🤖 AI Summary
This work addresses the limitation of existing prompt optimization methods that rely on weighted summation and thus struggle to adequately explore the Pareto frontier between accuracy and inference cost. To overcome this, the authors propose a front-aware Pareto optimization framework that integrates complementary accuracy- and cost-oriented editing generators, a Pareto gap acquisition strategy, and an NSGA-II-based population maintenance mechanism. This approach dynamically selects and validates candidate prompts under a constrained model query budget, avoiding solution set collapse caused by scalarization.

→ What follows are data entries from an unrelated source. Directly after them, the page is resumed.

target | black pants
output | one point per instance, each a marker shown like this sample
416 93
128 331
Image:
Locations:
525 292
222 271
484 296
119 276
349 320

Experiments across six classification and reasoning benchmarks demonstrate that the method substantially outperforms single-objective or weighted-sum baselines, yielding prompt sets that simultaneously span high-accuracy and low-cost regions and achieve a broader, more complete approximation of the Pareto frontier.
📝 Abstract
Prompts tuned for accuracy often grow long, raising inference cost on every model call. The best accuracy-cost trade-off depends on the task and the budget, so prompt optimization is a search over the Pareto front of accuracy and prompt-token cost rather than for one prompt. The usual shortcut, collapsing the objectives into a weighted sum, fixes the trade-off weight before search and often recovers only a narrow region of the front, a failure we call scalarization collapse. We present CRAFT (Cost-aware Refinement And Front-aware Tuning), a Pareto-front prompt optimizer that treats target-LLM validation calls as the scarce resource and allocates them to candidates near the optimistic candidate front. Each round, complementary accuracy-oriented and cost-oriented generators propose edits, Pareto-gap acquisition spends the per-round validation budget, and NSGA-II retention keeps a spread-out population. Across six classification and reasoning benchmarks, CRAFT's retained fronts reach both high-accuracy and low-cost regions, while accuracy-only, cost-only, and weighted-sum baselines each concentrate in narrower regions. The accuracy-cost trade-off becomes a post-search choice, not a pre-search weight.